McHenry under fire over Iraq visit
HICKORY — U.S. Rep. Patrick McHenry enraged his opponents with his actions during a trip to Iraq last month and comments after his return. The first issue erupted last week when video of McHenry’s speech to a Republican gathering in Lincoln County showed the congressman speaking of an early morning trip to the gym while in the area known as the Green Zone. A military guard stopped him because the congressman lacked sufficient credentials. During his light-hearted speech, McHenry referred to the guard as a “two-bit security guard,” by not allowing him to enter the gym without proper credentials.
The military guard was not a United States soldier, but an employee of a foreign contractor providing security at the site. That didn’t lessen the reaction from his opponents. — Andrew Mackie, Hickory Daily Record, Wednesday, April 9, 2008
Meanwhile, from the Charlotte Observer:
Pentagon: Lawmaker can't re-air Iraq video; Rep. Patrick McHenry faces accusations his video breached security
WASHINGTON — The Pentagon told an N.C. lawmaker Tuesday that he couldn't re-air a video he shot in Baghdad after accusations surfaced that he breached operational security in detailing enemy rocket attacks. Rep. Patrick McHenry, a Republican from Cherryville, traveled to Iraq with other lawmakers for the first time on March 22. On Friday, his Web site featured a video shot in the fortified section of Baghdad known as the Green Zone. McHenry could be seen gesturing to a building behind him and saying that one of 11 rockets "hit just over my head." Then he named two other places struck by the rockets ...
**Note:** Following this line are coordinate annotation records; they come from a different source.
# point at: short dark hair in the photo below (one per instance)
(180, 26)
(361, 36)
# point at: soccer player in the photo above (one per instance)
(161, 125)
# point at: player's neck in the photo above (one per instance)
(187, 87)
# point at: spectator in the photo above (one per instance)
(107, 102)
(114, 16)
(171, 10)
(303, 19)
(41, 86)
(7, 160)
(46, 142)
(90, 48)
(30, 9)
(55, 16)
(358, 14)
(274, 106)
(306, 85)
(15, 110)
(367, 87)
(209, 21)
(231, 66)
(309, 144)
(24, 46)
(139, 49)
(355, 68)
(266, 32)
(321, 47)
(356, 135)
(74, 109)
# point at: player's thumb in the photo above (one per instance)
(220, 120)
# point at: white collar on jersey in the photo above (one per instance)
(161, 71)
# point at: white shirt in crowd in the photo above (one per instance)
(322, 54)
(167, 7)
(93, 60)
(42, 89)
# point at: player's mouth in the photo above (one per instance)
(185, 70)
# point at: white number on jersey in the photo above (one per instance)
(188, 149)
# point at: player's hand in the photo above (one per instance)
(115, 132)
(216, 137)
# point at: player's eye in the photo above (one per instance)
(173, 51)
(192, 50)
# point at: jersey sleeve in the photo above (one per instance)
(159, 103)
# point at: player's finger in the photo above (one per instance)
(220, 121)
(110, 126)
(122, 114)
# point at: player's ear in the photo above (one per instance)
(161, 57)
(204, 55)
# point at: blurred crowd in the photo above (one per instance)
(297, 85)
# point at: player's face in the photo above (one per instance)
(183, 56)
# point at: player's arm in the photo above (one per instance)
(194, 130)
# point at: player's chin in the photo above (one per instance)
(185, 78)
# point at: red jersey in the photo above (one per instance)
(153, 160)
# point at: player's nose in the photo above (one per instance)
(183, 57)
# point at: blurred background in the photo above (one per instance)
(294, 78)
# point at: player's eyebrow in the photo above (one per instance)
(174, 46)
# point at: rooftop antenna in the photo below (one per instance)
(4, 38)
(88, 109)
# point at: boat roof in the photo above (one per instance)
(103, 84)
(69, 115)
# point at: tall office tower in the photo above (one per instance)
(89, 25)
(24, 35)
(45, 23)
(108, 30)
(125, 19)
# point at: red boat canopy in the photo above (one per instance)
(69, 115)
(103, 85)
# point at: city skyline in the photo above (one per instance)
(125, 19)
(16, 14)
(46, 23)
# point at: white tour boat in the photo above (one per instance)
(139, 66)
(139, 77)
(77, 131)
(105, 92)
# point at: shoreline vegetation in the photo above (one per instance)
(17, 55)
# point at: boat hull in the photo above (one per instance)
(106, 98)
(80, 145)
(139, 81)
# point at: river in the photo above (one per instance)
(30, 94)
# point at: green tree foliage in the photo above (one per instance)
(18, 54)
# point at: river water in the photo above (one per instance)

A Pentagon spokesman said he didn't know what McHenry was told in Iraq, "but we routinely brief our operational rules to our visitors in Iraq and Afghanistan." "We do not as a matter of policy discuss attacks in a way that would provide the enemy any better understanding of the effectiveness of their attacks," said Lt. Col. Todd Vician.
A spokesman for the Multi-National Forces in Iraq said that he didn't know what the rules were for congressmen, but the military is not allowed to talk about battle damage. — Lisa Zagaroli
YouTube = preserving the words and actions of fast-talking, self-absorbed politicians everywhere.